5 Keys To Healthy Cooking: Preparing Savory Meals That Are Good For You

You love to cook. Even better, you're good at it. So much so that your work in the kitchen has attracted accolades from friends and family. The problem is, the meals you prepare aren't as healthy as you'd like them to be. They may leave your guests begging for more, but too much of a good thing can take a toll on the body.

What if you could make small changes to your cooking style that transform the foods you prepare into healthy meals? And what if you could do so without sacrificing taste? We'll show you how below. Read on for five "secrets" to healthy cooking. The next time your friends and family ask for seconds, you'll be able to tell them they can eat without regret.

#1 - Find Replacements For Salthttp://www.dreamstime.com/stock-images-woman-cooking-healthy-food-image19806544

A pinch of salt can turn a mediocre dish into a good one, and a good dish into a great one. But people tend to use too much salt in the kitchen. For some, it has become a cooking crutch. Does the meal need more flavor? Add salt. Does it need a boost? Throw in another dash of salt. Is the dish missing something? It needs more salt!

There's a better way to liven up your cooking, and it's far healthier than reaching for the salt shaker. Try throwing in a bit of freshly-ground black pepper. Or, cut a lemon in half and squeeze the juice over your culinary concoction. How about a hint of fresh roasted garlic?

There are lots of alternatives to table salt. And some will actually make your cooking taste better.

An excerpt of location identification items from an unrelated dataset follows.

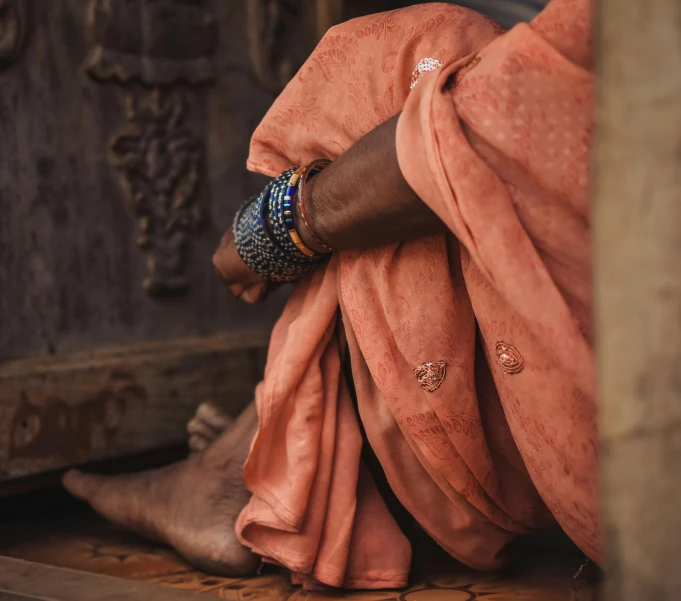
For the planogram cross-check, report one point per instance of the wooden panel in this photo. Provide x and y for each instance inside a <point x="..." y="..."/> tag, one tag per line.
<point x="71" y="271"/>
<point x="22" y="580"/>
<point x="56" y="412"/>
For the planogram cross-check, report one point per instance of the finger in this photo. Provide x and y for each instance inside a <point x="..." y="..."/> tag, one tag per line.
<point x="197" y="427"/>
<point x="214" y="417"/>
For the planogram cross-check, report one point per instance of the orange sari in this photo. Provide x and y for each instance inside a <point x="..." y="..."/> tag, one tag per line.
<point x="496" y="143"/>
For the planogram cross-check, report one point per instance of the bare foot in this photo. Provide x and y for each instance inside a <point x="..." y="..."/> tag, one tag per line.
<point x="191" y="505"/>
<point x="208" y="423"/>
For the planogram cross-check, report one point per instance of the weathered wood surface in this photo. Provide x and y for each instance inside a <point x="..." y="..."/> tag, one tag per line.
<point x="60" y="411"/>
<point x="24" y="580"/>
<point x="637" y="229"/>
<point x="71" y="272"/>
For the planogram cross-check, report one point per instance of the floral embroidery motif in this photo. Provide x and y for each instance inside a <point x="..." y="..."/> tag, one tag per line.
<point x="509" y="358"/>
<point x="431" y="375"/>
<point x="423" y="66"/>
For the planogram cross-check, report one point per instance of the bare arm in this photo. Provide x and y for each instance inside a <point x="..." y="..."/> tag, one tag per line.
<point x="362" y="200"/>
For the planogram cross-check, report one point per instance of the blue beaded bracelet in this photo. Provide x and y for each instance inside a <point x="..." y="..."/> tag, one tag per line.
<point x="262" y="237"/>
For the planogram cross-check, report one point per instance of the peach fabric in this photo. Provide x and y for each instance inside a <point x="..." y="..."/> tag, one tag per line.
<point x="496" y="143"/>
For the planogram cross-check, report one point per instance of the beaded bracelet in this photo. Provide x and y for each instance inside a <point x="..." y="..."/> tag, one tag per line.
<point x="310" y="170"/>
<point x="263" y="239"/>
<point x="289" y="213"/>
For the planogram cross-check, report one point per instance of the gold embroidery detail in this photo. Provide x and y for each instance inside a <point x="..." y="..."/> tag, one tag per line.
<point x="423" y="66"/>
<point x="508" y="357"/>
<point x="430" y="375"/>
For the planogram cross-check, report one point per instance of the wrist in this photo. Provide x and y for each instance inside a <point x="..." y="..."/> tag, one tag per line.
<point x="305" y="213"/>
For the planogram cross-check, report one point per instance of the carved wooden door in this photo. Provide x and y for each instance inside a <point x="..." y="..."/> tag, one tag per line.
<point x="124" y="129"/>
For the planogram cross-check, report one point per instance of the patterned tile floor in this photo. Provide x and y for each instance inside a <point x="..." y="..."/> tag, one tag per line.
<point x="85" y="543"/>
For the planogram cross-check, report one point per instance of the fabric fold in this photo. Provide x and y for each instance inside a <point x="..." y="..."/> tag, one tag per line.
<point x="496" y="143"/>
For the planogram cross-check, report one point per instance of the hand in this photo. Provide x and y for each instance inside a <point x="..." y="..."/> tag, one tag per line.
<point x="243" y="283"/>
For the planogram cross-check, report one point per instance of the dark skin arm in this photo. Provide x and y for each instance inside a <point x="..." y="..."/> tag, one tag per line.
<point x="361" y="200"/>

#2 - Go For The Right Kinds Of Fats

Some fats are clearly better for you and your guests than others. A lot of home cooking uses the bad kind, the stuff that contributes to heart disease and various other health conditions. The good kind is healthy and will leave your food tasting great.

A lot of people think all saturated fats are bad for you. But the reality is much different. Some saturated fats provide valuable health benefits. An example is virgin coconut oil. It's over 90 percent saturated fat, which scares folks away. But it is easily absorbed by the intestine, and contains plenty of lauric acid.

Other fats to use in your cooking include organic butter, ghee, and duck fat. As a general rule, avoid hydrogenated vegetable oils, which contain too much trans fat.

#3 - Use Lean Cuts Of Meat

Meat oftentimes takes center stage in meals. It tastes great and can sate just about any appetite. Unfortunately, other ingredients, such as vegetables, grains, and potatoes, are forced to play second fiddle.

If you're using lean cuts in your cooking, this is not necessarily a bad thing. There's plenty of protein in meat. But as already noted, it is possible to enjoy too much of a good thing. And too much red meat can cause long-term health problems, not least of which is a shorter lifespan, according to a recent Harvard study.

Replace the beef and pork cuts with chicken and turkey. Poultry is a great low-fat alternative to red meat as long as you take the fatty skin off the cuts. You can also include fish in your cooking. Salmon, trout, and albacore tuna are rich sources of omega-3 fatty acids, which help to prevent heart attack and stroke. With the right pairing of ingredients, they can add a delicious new dimension to your meals.

Chicken Salad

#4 - Go Easy On The Creams And Sauces

A lot of dishes make liberal use of creamy sauces. Not only do they look and taste great, but they also stick to the ribs. They can keep a person's hunger at bay for hours on end. But there's a price to pay for those benefits, and the heart is usually the one that pays it. The heavy creams and sauces contain a lot of fat.

One option is to replace heavy cream with skim milk and low-fat mayo. You can also reduce the amount of cheese used in your sauces. While you're at it,  use olive oil rather than butter.

Another option is to avoid using creams altogether, or at least cut back substantially on the amount you put on your meals. Assuming your cooking chops are reasonably good, the taste of the foods you prepare should more than compensate for the cutback. An important side benefit: your heart will thank you.

#5 - Add Some Veggies

If you're like most people, you're not eating enough vegetables. And if you're like most kitchen cooks, you're not including enough of them in the dishes you prepare. The good news is that veggies can be a perfect complement to your meals. A side of mushrooms, carrots, and asparagus can bring out the flavors in your meals' main ingredients.

The next time you cook a big meal, throw in a few helpings of vegetables. Grill them and stick them on skewers, or steam them and place them next to the star of your dish. You'll enjoy the peace of mind that comes with knowing the food you're eating is not only tasty, but good for you.

It is possible to cook healthy dishes that make your friends and family swoon in delight. It's a matter of making simple changes to your cooking style. Use the ideas above to create meals that are both delicious and heart-healthy.